Come si vede, la cosiddetta legge Simeone, e le leggi in generale,
non solo non hanno svuotato le galere, né impediscono
gli eccessi facendo dilagare la micromilnalità, ma ricevono
un'applicazione rovesciata e per così dire nomadica. Distinti
saluti.
- Giovedì 5 novembre 1998
L'uomo è superiore alla scimmia. Un accurato esperimento
americano ha mostrato che le scimmie sanno contare, ma solo fino
a nove. Hai voglia prima di arrivare a 63 miliardi.
- Mercoledì 4 novembre 1998
Gentile procuratore D'Ambrosio, lei si ripete convinto che
la legge detta Simeone sia un incentivo alla piccola criminalità,
e addirittura che, dopo il suo vigore, "nessuno entri più
in carcere". Non so da dove ricavi queste notizie, che sono
del tutto contraddette da quelle ufficiali dello stesso ministero.
Non avendo, dal mio punto di osservazione, uno sguardo statistico,
le vorrei fare un paio di esempi. Il primo, Angelo A., uomo di
62 anni, precedenti di piccoli furti, è stato condannato
l'ultima volta per ricettazione di un motorino, nel '92, a 2
mesi e 15 giorni: pena, come vede, minima, e significativa della
lievità del reato. Diventata definitiva, la pena gli è
stata sospesa e mutata in vigilanza per il suo precario stato
di salute, fino a che, con l'appoggio della Caritas di Ventimiglia,
Angelo A. ha chiesto al Tribunale di Sorveglianza bresciano l'affidamento
in prova al servizio sociale. Il 6 ottobre scorso il Tribunale
ha stabilito che "la domanda non può trovare accoglimento.
Invece il predetto è totalmente privo di riferimenti effettivi
ed alloggiativi, trattandosi di condannato senza fissa dimora.
La Caritas di Ventimiglia si è dichiarata disponibile
all'accoglienza nelle sole ore notturne (dalle 19 alle 7,30).

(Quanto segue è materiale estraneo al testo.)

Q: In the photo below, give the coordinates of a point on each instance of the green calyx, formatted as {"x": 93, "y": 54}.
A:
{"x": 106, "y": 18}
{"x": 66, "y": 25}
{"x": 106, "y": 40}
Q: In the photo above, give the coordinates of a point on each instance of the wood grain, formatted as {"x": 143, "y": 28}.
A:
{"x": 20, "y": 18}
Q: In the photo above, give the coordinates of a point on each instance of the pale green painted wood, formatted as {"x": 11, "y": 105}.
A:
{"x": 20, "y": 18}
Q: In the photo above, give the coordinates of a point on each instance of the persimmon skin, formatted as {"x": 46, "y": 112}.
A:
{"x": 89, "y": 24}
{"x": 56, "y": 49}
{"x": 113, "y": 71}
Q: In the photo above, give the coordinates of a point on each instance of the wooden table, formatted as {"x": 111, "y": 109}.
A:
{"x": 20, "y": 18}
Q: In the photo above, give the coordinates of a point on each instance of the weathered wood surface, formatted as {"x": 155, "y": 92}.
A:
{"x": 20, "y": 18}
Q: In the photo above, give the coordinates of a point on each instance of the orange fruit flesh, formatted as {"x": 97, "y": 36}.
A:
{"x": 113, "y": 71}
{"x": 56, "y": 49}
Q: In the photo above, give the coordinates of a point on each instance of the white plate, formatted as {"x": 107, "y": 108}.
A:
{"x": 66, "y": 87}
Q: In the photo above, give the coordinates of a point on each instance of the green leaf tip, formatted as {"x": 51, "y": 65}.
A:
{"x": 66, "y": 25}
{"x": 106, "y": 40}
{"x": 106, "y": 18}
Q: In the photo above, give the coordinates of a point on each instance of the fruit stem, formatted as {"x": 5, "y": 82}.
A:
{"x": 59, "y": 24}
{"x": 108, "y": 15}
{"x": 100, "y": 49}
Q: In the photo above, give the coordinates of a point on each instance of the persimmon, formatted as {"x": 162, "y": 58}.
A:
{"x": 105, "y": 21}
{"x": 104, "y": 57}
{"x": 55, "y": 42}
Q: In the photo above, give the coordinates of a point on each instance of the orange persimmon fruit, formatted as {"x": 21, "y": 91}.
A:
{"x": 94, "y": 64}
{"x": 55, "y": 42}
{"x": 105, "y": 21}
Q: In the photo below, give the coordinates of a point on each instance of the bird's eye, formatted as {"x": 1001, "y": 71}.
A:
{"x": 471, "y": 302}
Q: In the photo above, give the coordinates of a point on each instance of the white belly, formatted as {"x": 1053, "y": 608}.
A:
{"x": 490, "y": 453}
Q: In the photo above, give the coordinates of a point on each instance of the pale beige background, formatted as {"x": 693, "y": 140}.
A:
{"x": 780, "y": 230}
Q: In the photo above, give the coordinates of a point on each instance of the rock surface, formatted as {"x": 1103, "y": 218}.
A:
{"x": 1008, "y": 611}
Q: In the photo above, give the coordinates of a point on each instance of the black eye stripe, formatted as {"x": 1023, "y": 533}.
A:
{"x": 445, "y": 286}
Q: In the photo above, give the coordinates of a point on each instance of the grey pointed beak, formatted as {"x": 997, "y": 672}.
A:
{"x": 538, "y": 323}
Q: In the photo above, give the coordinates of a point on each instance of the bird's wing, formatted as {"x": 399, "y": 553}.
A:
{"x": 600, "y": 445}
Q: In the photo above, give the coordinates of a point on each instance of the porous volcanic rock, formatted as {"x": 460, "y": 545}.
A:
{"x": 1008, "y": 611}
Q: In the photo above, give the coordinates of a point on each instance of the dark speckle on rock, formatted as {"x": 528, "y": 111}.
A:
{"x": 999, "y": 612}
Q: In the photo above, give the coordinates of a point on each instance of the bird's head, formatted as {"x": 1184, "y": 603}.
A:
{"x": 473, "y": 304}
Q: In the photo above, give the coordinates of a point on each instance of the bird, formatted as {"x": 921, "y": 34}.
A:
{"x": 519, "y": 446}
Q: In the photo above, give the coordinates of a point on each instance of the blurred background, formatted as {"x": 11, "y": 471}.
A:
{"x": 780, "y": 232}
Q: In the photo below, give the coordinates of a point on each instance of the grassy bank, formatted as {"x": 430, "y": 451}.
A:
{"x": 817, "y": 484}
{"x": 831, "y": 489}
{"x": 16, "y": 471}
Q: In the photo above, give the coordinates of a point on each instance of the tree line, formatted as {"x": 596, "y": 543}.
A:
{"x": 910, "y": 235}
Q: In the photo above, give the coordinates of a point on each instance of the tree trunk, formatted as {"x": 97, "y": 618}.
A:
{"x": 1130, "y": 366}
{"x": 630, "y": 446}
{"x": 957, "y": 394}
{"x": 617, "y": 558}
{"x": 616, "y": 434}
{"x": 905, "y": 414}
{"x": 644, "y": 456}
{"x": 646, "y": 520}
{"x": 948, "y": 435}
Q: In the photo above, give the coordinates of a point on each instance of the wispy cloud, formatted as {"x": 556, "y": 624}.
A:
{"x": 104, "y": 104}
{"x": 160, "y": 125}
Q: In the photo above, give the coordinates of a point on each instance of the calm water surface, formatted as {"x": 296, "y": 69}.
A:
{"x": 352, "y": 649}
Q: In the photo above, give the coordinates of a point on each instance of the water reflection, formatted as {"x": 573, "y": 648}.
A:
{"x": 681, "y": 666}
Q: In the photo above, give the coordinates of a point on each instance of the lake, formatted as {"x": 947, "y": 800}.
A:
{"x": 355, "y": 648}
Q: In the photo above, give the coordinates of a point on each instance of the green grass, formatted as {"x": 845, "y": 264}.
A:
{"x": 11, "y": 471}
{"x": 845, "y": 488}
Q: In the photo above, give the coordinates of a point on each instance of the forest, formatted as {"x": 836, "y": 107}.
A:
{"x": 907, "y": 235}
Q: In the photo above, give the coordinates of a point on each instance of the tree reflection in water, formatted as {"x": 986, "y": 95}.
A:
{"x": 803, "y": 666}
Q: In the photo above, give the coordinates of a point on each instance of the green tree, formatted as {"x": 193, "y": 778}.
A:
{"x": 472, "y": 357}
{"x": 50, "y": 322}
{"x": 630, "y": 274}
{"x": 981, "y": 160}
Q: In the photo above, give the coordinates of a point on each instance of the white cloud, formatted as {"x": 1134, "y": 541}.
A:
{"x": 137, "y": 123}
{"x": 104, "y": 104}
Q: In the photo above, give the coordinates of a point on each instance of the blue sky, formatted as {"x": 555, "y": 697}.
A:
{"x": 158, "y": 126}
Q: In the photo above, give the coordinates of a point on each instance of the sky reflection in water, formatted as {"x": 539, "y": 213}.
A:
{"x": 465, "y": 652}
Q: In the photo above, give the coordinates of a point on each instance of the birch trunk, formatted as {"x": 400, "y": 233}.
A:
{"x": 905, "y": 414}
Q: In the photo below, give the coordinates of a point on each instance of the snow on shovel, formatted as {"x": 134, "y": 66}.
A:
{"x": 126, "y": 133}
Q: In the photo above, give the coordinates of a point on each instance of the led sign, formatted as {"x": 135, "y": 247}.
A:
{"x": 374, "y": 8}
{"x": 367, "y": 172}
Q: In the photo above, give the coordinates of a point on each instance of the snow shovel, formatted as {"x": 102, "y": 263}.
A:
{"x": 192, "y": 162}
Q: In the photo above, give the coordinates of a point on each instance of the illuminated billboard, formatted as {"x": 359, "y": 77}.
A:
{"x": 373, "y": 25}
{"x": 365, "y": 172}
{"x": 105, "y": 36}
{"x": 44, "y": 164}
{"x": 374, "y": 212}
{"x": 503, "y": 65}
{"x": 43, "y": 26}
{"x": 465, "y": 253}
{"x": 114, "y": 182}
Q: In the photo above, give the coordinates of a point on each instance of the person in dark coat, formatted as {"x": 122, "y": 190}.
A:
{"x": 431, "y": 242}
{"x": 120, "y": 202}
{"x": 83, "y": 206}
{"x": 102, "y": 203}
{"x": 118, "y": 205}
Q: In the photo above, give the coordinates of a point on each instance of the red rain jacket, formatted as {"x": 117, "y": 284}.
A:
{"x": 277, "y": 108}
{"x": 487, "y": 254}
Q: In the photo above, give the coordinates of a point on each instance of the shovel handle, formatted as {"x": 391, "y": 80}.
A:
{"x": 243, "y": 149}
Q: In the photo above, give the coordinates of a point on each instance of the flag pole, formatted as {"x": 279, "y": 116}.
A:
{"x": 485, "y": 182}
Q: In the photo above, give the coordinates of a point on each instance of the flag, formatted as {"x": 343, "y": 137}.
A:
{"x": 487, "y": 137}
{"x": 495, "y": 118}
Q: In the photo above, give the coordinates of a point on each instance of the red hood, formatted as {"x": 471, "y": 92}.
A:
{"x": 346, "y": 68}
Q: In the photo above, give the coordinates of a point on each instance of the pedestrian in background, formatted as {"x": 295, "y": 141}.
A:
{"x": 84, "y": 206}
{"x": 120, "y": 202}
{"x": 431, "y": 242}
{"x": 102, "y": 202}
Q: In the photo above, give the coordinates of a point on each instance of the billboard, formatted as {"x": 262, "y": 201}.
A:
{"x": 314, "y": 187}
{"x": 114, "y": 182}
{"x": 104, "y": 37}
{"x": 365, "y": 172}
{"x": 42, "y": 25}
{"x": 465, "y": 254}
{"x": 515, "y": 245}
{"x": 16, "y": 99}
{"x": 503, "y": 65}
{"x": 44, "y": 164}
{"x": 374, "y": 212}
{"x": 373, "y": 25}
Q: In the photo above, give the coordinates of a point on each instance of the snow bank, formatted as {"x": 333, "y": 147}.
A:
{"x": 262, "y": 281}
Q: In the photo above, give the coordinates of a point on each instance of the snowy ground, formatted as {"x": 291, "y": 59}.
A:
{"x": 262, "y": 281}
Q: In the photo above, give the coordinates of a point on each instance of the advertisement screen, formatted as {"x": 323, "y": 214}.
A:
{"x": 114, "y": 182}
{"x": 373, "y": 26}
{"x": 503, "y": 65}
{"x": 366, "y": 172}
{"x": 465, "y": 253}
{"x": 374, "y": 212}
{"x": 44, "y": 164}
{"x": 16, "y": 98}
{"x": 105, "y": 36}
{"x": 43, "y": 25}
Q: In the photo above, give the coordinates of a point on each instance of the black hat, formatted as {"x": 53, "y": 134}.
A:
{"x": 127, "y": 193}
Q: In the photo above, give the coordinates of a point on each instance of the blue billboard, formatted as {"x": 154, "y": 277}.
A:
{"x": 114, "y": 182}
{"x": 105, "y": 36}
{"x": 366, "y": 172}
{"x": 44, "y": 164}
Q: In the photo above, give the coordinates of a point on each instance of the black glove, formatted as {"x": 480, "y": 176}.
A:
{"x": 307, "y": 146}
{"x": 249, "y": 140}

Appare del tutto evidente come la misura non possa avere esecuzione.
Ora, l'Angelo A. è domiciliato qui al secondo piano penale,
cella 30 bis. Meno male. La Giustizia gli ha dato i riferimenti
alloggiativi, e noi codetenuti gli diamo, come possiamo, un po'
di riferimenti affettivi. Ma fra due mesi, purtroppo, tornerà
libero. Bene: dopo averle proposto questo esempio di applicazione
della legge detta Simeone (secondo cui condanne sotto i tre anni
possono essere sospese e scontate con misure alternative) non
vorrei che lei pensasse che si tratti di un caso eccezionale.
Per ragioni di spazio, gliene racconterò un altro domani,
anch'esso sotto i miei occhi, ancora più paradossale.
Molti saluti.
- Martedì 3 novembre 1998
All'amministrazione penitenziaria mondiale. Sua sede. Spett.amm.pen.mond.,
i sottoscritti detenuti anziani, condannati a morte, all'ergastolo,
o a lunghe pene detentive, fanno istanza per essere inviati nello
spazio a fini di colonizzazione, di sperimentazione medica, o
altri a piacere. Fanno presente che misure analoghe hanno dato
in passato frutti apprezzati in Australia, in America e a Livorno.
Con osservanza (seguono trenta milioni di firme).